Sunday, December 16, 2007

Panoramas and the Geography Field Class

It is hard to imagine that I could travel thousands of miles through spectacularly beautiful and interesting country and not take any panoramas. How could that be?

Every fall semester for the last eight years I have taught a field class in the Geography Department at the University of California Berkeley (as part of my real job - Virtual Guidebooks is a sideline). It is a great experience, both for the students and for me, but it leaves me little time for photography. As the instructor I have a lot on my mind, and just cannot muster the unique combination of creative thought and technical concentration necessary for shooting panoramas. Also we move very fast on these trips, driving as much as a thousand miles in a long weekend, plus hikes, talks, making and breaking camp, meals and campfires (sleep is optional).

Last fall semester (September 2006) I just had to take a pano on a field trip, because it was the window for the World Wide Panorama and my last chance. So for the theme "Transportation" I shot a quickie of the group setting up camp in the deep woods of northeastern California.
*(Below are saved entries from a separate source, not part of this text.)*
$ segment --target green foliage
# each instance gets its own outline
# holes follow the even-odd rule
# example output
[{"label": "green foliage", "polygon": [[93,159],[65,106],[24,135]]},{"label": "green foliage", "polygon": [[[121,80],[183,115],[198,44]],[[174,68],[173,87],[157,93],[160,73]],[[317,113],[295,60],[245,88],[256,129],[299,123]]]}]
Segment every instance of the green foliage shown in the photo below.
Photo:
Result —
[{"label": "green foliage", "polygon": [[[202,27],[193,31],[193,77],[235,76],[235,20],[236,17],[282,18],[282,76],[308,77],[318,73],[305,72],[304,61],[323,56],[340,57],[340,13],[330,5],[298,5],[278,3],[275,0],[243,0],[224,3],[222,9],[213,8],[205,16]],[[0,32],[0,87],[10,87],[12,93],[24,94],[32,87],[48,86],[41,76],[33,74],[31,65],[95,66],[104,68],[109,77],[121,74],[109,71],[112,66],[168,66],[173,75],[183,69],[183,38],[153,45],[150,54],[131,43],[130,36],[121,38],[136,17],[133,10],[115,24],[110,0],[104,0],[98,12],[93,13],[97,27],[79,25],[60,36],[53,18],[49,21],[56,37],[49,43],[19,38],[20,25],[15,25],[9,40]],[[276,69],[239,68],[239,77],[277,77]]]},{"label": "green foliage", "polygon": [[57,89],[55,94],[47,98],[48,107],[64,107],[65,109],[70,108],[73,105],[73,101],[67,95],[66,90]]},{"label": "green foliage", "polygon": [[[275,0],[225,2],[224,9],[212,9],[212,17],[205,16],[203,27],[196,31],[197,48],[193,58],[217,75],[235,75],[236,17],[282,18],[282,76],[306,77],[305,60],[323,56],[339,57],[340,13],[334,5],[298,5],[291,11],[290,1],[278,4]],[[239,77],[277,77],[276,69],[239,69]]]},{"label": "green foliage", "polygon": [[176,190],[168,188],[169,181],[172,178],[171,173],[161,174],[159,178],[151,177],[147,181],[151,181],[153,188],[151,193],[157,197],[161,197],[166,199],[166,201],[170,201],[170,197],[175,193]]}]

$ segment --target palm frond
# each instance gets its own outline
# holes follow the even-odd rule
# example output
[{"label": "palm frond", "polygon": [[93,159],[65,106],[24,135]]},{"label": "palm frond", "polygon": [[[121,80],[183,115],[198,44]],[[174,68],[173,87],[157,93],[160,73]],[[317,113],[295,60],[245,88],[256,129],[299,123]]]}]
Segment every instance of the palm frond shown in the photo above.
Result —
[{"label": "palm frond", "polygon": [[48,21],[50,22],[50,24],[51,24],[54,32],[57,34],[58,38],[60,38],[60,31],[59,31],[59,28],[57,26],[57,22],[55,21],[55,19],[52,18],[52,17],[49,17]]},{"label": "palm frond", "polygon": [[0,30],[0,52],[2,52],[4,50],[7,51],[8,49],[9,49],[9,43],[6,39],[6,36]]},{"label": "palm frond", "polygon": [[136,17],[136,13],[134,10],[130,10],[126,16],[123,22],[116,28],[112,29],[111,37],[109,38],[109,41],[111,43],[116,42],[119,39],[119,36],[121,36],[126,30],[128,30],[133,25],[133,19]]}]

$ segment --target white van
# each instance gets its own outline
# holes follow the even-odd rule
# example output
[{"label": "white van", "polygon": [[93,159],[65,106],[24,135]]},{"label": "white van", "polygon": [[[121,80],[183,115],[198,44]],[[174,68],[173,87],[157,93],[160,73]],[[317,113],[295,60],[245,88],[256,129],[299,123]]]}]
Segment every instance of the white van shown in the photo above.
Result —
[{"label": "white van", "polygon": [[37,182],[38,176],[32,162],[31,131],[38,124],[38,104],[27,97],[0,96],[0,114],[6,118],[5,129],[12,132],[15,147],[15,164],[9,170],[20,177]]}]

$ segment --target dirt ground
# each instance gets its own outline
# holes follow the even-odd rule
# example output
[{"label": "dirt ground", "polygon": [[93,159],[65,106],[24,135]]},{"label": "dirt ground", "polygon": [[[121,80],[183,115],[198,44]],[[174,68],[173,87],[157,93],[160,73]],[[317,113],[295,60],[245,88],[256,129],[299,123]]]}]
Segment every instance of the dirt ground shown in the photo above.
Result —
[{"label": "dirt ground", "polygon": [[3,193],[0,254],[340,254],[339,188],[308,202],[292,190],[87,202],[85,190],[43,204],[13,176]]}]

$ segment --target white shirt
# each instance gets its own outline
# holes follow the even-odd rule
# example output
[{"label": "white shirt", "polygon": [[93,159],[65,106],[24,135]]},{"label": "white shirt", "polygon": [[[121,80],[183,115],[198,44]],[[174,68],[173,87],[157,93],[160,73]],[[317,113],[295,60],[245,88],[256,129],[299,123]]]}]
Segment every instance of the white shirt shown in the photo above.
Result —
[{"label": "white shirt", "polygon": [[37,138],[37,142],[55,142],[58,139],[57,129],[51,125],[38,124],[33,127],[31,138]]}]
It is entitled simply Field Trip! At Mossbrae Falls, the last stop of that same trip, I shot another with a very different mood (standard size or fullscreen).

On the second trip in 2006 I shot a partial panorama of our empty camp at the base of the dunes in Eureka Valley (standard size or fullscreen). Camp is empty because all the students were off trudging up the 700-foot high "sand mountain" at the time. On the third trip I shot a series of panos on the hike to the summit of Cone Peak in the Santa Lucia Mountains above Big Sur.

This year I missed lots of great panorama subjects on the first trip to Mount Lassen and Mount Shasta, and also on the second trip up the Redwood Highway. Not a single panorama! But I was determined to get something on the third and final trip, east of the Sierra.

The very first morning I shot next to a Joshua tree at sunrise in Red Rock Canyon (standard size or fullscreen). You can see the field class moving around our vehicles, drinking coffee and packing up to hit the road.
The next day in the Alabama Hills I arranged the students around me in a big circle and shot another pano. The opening view (standard size or fullscreen) shows Genki and our big truck (the Beast), pan it around right to Devin, then to Ryan being leaned on by big Dan (my co-leader), Heather is off in the distance, twice, then Katie K, myself, followed by Katie R. One of my favorite field trip groups. Several other students were elsewhere with Prof Cuffey at the time.

Only two panos for all that traveling, next year I shall have to do better!

1 comment:

. said...

Don,
Nice post about panoramic photography and how cool it is! I am very interested in promoting the idea of panoramic photography being the basis of virtual field trips for K-12 students. It's easy to see the connections to the curriculum in geology, geography, social studies and language arts.